Saturday, May 18, 2019, 8pm

The Emelin Theater, Mamaroneck, New York

Fans of old-fashioned soul and smooth R&B will rejoice as the grand diva Oleta Adams plays Westchester. The singer/pianist is internationally renowned and has been nominated for multiple Grammy awards. She is sometimes labeled as “urban contemporary” but when it comes down to it all just means “soul music.” The New York Times has described the timbre of Adams’ voice as “a hybrid of Roberta Flack, Patti Austin and Brenda Russell with a more pronounced gospel edge.” Adams first demonstrated her budding vocal gifts in the Pilgrim Rest Baptist Church where her father served as minister. By the time she was eleven, she was directing and accompanying four choirs, having already established herself as a piano prodigy. Her performances, like all of soul music, is rooted in gospel and heavily drenched in jazz. Her career started when she was discovered playing in a hotel lounge by the English band Tears for Fears. They asked her to join the band and the rest is history. By 1990 the beautiful chanteuse went solo and by now she is widely considered to be one of the most delightful soul/R&B singers of our time. Nothing wrong with today’s new R&B, but there is nothing as good as the old soul.

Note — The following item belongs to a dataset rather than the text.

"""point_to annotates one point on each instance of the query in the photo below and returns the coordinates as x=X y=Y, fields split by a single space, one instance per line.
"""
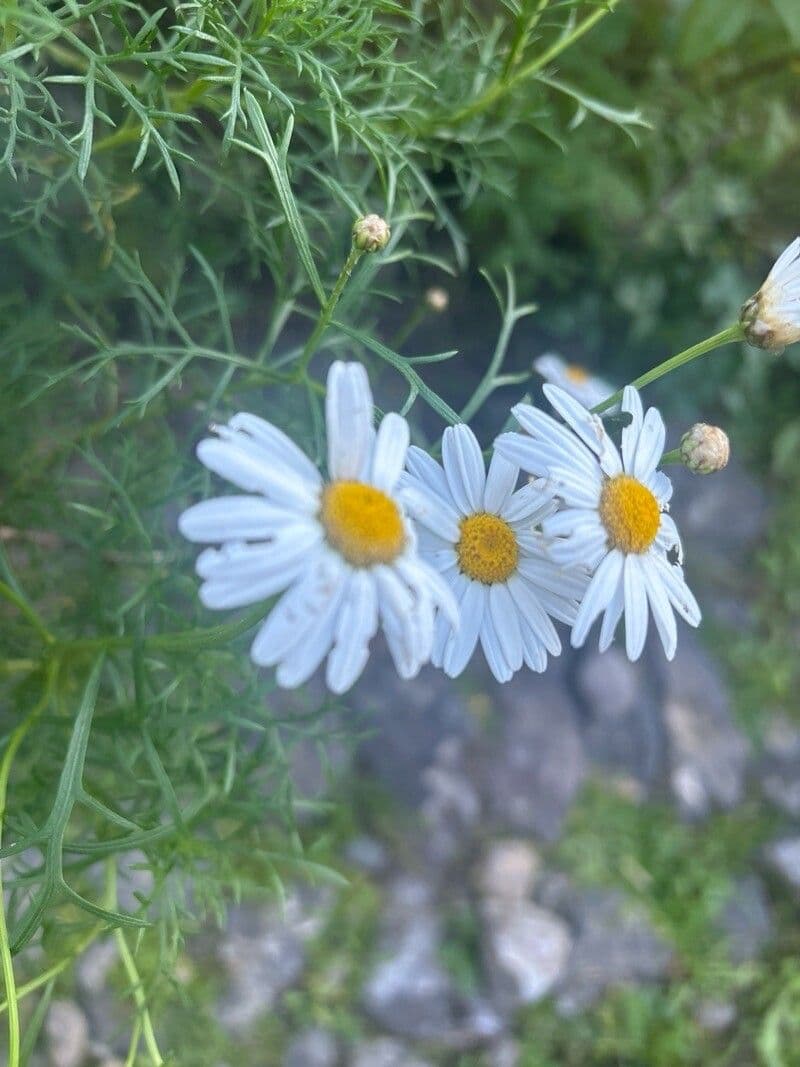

Also worth seeing, not far away:

Steve Earle & The Dukes at The Ridgefield Playhouse, Ridgefield, CT

Monday, May 13, 2019 at 8pm

Frank Matheis is an award-winning music journalist, author and radio producer with an eclectic musical taste that covers the gamut of music from Americana to Zydeco, from Jazz to World Music. He is a regular contributor to Living Blues magazine and other music publications, and the publisher of www.thecountryblues.com. His radio documentaries have been heard on three continents in three languages.